The Count of Chambord spent the rest of his life in exile in Austria, insisting he was the king of France. There was even a possibility that he might have gained the throne in the 1870s. After the Franco-Prussian War and the collapse of the Second Empire, France became a Republic. But Legitimists were elected to parliament in 1870 in sufficient numbers to perhaps bring back the monarchy. The Count of Chambord, however, refused to accept the values of the 1789 French Revolution or its tricolor flag, against which his family had rather a grudge. That refusal, however, caused support for enthroning him to collapse among all but the most die-hard Legitimists. Britannica writes, “A motion to restore the Bourbon monarchy was defeated in June 1874 in the National Assembly by a vote of 272 to 79, and on January 30 of the following year the republic was formally adopted by a slim margin of one vote.” The Third Republic became consolidated. Chambord died in Austria a little over a decade later, still styling himself the king of France.
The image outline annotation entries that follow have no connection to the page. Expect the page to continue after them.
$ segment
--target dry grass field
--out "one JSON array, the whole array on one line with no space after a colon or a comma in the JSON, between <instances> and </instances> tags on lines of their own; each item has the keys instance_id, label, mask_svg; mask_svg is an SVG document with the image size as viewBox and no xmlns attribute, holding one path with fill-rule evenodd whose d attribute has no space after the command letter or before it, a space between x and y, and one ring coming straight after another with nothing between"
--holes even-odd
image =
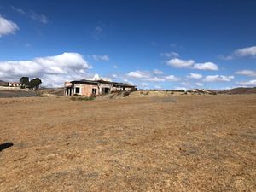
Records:
<instances>
[{"instance_id":1,"label":"dry grass field","mask_svg":"<svg viewBox=\"0 0 256 192\"><path fill-rule=\"evenodd\" d=\"M256 191L254 94L7 98L0 116L0 191Z\"/></svg>"}]
</instances>

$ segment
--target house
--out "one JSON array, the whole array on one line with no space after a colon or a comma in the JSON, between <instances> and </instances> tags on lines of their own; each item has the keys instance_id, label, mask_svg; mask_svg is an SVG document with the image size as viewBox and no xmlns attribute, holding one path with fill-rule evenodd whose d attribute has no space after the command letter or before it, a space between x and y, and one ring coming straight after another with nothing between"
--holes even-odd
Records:
<instances>
[{"instance_id":1,"label":"house","mask_svg":"<svg viewBox=\"0 0 256 192\"><path fill-rule=\"evenodd\" d=\"M73 96L76 94L79 96L91 96L108 94L112 91L130 90L131 89L137 89L137 87L128 84L111 82L102 79L82 79L79 81L65 82L64 84L65 96Z\"/></svg>"},{"instance_id":2,"label":"house","mask_svg":"<svg viewBox=\"0 0 256 192\"><path fill-rule=\"evenodd\" d=\"M8 86L9 87L21 87L23 84L19 82L9 82Z\"/></svg>"}]
</instances>

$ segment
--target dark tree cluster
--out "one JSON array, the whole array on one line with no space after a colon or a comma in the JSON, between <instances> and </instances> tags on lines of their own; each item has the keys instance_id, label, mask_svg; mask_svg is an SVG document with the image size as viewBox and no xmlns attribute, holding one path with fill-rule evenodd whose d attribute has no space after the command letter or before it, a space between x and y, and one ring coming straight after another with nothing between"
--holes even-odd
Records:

But maybe the best analogy to Trump isn’t a pretender but an actual king. George III was looney as the day is long. He was a constitutional monarch though, so during his manic phases, the parliament and prime minister just ran the country.
Rosemarie Brandwein writes, “During his worst episodes, this happily married and moralistic monarch, and father of 15 children, wantonly chased ladies around the court, assaulted his family and royal servants, and babbled incoherently often without respite.”
Sound familiar? If Trump haunts the White House the way George III haunted his Kew Palace, the Bidens may have to bring in the guys in long white coats with the butterfly nets.